The maternal family farm is a spanking newly remodeled place, with a freshly decorated house and three semis parked out front.  These great-grandparents were Polish and Bohemian and Catholic.  My great-grandfather had to sell his saloon because of Prohibition, but he had made enough money to buy a big piece of land, and continued, allegedly, to supplement his income with alcohol sales once he was on the farm.

This is, obviously, a lesson on the benefits of alcohol.

My other two sets of great-grandparents were not farmers.  They were, respectively, a mortician and a shop owner turned preacher.  We do not go back to John A. Gentleman Funeral Home unless someone dies.

Once part of a family moves Into Town, the farm is nostalgia for the generation who grew up there, and playtime for the generations who didn’t.  I have been put on horses to ride with great-grandpa, and I have picked up barn kittens and gotten impossibly muddy wandering in cornfields and checking out ancient, half-buried old cars.

One activity at the maternal family reunion is The Shooting of Clay Pigeons.   When I think about guns, I think about my students who have been shot, and neighbors and friends who have had fearful experiences with guns.  My only tactile experience with guns was the time I held my brother’s shotgun.  He went turkey hunting occasionally with an uncle.
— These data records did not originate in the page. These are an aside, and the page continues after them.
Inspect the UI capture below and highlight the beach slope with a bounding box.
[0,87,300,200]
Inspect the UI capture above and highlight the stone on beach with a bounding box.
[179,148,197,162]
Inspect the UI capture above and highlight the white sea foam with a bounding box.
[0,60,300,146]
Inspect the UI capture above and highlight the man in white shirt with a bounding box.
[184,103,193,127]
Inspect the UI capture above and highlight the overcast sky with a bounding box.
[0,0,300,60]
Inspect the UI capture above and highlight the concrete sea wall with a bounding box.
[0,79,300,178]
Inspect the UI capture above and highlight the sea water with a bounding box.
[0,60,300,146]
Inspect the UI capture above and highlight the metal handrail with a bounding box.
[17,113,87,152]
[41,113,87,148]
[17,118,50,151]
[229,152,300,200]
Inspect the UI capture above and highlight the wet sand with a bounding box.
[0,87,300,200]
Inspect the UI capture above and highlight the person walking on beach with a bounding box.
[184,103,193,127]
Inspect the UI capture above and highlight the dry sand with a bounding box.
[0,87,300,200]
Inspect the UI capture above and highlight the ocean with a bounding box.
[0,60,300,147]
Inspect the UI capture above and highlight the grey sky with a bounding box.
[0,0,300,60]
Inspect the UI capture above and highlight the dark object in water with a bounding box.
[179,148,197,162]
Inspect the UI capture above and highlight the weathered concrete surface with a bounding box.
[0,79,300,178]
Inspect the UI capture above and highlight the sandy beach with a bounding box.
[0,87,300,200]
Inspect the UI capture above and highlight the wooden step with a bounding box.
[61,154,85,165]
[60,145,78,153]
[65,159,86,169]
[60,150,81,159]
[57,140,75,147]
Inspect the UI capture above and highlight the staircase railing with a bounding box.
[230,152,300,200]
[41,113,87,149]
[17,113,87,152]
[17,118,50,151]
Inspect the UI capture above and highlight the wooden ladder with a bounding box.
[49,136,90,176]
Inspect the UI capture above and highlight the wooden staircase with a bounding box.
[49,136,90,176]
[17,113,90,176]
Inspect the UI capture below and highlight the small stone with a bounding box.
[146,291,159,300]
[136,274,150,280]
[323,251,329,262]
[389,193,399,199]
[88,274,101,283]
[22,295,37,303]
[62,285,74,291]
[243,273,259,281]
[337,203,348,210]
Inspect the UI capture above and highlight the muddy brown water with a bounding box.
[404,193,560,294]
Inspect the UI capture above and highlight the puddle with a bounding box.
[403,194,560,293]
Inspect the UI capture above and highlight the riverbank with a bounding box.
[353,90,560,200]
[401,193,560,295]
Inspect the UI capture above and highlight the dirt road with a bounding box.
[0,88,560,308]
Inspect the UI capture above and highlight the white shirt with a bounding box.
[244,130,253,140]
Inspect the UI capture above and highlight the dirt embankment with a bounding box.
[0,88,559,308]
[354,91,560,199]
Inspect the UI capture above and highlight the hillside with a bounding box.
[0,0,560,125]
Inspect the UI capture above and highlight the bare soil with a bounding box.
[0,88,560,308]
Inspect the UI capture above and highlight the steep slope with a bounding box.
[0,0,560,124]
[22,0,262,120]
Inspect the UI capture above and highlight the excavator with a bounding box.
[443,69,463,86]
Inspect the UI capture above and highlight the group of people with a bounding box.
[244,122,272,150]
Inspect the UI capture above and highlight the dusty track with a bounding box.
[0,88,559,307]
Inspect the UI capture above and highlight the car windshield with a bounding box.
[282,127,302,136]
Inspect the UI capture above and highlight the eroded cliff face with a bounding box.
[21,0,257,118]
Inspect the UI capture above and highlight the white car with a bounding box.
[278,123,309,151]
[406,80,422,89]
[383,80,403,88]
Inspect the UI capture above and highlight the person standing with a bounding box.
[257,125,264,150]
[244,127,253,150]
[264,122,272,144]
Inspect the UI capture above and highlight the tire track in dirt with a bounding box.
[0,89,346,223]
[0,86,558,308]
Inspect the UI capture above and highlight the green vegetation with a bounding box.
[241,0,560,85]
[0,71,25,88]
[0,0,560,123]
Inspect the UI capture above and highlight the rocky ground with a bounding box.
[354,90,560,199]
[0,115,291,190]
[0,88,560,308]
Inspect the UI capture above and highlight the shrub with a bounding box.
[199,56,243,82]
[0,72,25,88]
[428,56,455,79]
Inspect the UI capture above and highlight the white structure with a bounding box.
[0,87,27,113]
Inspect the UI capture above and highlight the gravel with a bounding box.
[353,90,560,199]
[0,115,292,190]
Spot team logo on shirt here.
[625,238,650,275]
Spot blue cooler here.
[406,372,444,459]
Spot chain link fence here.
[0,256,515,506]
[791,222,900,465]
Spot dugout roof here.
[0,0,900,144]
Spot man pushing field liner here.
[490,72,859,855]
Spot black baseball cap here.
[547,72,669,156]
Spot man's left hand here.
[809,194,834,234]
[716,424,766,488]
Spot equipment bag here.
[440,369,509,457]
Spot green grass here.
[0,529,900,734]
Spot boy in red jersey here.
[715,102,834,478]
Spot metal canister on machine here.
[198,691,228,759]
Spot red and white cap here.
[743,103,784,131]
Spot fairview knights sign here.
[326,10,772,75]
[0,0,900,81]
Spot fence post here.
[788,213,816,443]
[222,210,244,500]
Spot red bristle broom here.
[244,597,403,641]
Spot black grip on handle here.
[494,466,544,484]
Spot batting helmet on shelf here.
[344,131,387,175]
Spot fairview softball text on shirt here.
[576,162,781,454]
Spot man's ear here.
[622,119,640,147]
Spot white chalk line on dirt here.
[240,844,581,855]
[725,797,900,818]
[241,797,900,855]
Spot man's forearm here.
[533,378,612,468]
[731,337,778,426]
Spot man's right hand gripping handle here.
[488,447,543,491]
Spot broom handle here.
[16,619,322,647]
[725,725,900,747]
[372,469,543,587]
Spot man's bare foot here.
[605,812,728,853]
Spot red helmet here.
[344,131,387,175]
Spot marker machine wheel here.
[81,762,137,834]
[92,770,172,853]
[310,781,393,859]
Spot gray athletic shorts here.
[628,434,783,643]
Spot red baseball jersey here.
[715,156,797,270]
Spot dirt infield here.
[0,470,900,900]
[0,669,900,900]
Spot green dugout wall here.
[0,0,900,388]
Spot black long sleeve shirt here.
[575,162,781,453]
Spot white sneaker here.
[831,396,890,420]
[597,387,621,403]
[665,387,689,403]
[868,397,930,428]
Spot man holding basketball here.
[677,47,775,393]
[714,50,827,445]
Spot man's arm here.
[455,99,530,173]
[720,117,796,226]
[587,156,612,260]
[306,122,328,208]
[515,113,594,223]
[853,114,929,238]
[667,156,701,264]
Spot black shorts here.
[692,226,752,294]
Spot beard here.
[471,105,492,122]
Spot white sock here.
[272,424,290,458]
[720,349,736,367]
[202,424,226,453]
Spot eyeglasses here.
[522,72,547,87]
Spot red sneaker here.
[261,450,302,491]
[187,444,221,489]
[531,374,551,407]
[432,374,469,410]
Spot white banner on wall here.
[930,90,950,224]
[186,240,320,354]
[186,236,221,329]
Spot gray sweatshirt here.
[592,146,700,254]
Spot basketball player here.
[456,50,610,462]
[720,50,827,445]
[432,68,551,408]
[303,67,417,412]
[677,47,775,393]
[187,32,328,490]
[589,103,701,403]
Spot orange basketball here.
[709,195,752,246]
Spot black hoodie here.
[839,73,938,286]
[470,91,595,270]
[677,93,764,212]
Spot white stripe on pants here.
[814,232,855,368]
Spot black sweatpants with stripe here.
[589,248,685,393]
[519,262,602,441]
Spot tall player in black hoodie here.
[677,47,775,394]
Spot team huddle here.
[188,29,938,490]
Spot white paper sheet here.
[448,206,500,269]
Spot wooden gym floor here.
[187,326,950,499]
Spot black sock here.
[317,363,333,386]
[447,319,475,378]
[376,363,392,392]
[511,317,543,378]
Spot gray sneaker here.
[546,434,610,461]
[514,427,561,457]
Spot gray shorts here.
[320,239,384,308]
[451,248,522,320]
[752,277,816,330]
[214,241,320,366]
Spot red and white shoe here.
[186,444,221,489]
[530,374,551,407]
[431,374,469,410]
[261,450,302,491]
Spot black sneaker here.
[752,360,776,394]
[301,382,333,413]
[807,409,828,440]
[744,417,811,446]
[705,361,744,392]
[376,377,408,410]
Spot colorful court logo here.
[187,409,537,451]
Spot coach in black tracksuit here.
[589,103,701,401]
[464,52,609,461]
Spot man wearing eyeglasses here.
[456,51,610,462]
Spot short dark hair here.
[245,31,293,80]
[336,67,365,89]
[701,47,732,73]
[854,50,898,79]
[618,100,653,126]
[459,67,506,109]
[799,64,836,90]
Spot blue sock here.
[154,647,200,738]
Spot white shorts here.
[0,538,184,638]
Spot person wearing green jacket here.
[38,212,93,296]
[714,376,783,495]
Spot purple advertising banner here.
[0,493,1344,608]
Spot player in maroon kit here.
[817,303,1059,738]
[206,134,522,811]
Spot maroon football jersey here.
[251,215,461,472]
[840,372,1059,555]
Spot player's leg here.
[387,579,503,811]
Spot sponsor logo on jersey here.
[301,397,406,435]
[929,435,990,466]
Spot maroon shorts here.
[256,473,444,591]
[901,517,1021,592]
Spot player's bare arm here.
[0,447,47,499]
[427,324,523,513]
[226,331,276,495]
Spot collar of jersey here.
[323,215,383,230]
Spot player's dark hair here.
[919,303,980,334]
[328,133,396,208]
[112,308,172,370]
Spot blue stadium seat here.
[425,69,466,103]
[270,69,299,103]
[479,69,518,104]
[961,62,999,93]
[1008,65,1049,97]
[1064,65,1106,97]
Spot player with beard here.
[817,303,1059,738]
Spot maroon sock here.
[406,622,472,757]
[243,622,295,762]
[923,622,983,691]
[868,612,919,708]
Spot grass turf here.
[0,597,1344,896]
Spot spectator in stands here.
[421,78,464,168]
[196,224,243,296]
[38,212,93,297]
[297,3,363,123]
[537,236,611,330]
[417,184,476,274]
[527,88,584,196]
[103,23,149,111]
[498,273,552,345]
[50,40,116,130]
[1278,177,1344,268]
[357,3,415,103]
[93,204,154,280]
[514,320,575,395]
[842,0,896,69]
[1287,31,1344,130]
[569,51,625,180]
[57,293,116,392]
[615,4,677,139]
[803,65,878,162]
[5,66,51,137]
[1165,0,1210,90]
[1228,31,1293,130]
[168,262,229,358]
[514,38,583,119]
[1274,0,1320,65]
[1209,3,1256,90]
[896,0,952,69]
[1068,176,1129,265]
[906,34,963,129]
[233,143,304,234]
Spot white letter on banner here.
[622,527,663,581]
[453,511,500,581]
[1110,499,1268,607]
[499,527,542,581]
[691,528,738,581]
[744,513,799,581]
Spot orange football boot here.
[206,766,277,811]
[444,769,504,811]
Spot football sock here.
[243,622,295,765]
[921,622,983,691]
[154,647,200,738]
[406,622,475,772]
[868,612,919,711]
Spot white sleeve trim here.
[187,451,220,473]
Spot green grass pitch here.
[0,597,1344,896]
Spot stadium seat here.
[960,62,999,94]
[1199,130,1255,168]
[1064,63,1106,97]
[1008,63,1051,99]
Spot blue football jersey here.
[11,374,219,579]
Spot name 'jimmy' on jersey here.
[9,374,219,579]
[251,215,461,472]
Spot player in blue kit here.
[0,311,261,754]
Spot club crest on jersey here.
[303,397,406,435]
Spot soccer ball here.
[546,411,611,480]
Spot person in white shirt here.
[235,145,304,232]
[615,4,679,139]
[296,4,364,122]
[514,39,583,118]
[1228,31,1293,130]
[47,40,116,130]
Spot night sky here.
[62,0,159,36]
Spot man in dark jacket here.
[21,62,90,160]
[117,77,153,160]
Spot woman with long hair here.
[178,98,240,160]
When I was standing in front of the corn field and my mom’s cousin said, “You want a turn?”  I said, “Sure.”

I had already heard the safety lesson: always keep your gun pointed straight up or straight down when it’s not pointed at the target field.  Now I saw how to unlatch the gun and put yellow cartridges in the closer end, shut it, move the safety from on to off.  The first gun I shot had two triggers.  The inner one was so close to the end that I wasn’t sure how I could pull it, but my mom’s cousin told me it would go.  He was deep down calm, like his legs were a thousand pounds and his resting heart rate was excellent.

I wasn’t sure I could shoot a gun, but I’m used to pretending, so I stepped up next to my cousins and uncles, and I put the wooden part against my shoulder.  For some reason, I remembered that part was important.  On either side of me were some cousins and uncles, looking out at the power lines and six-inch high corn plants.

Someone yelled, “Pull!”  and several orange flying saucers flew up.  I tried to move the trigger, but nothing happened.  The trigger was heavy and didn’t want to do anything.  The orange discs swirled and fell.  As a group, we were not very good.  That was encouraging.

I waited, and when the next round of targets went up, I pulled my finger back harder.  Because people always talk about how loud guns are in real life, and how strong the kickback can be, I was prepared for those two experiences.  It wasn’t so loud I felt like I needed earplugs, but then, I only shot six or eight times.

It was the force required to pull the trigger.  You had to really mean it.

I went back to the table where the cartridges were sitting in little cardboard boxes, and handed my gun over to my sister.  “You can do it,” I said.

Later I got to load and shoot a different gun, a 12 instead of a 20.  A 20 caliber, you see, is a “baby gun.”  The 12 gauge had a pump on it, so I had that action star moment of “cha ching” when I loaded it.  Another one of my mom’s cousins took a turn educating me.

I realized how different they are from a gun you’d use to kill a bunch of people.  The guns I shot could fire twice, and then someone would have plenty of time to tackle you.  Yes, you could kill two people.  But then, I have driven a car for many years, and I surely could kill two people with my car.  I don’t know if I could hit a possum.

I was so scared to drive a car.  As much as I lusted after that freedom, I feared the power.  When I first got in the driver’s ed car, I thought, “Who, me?  How could I drive a car?  Does he know who I am?  I can’t drive!”

My instructor didn’t know who I was, and I had to start that car and drive.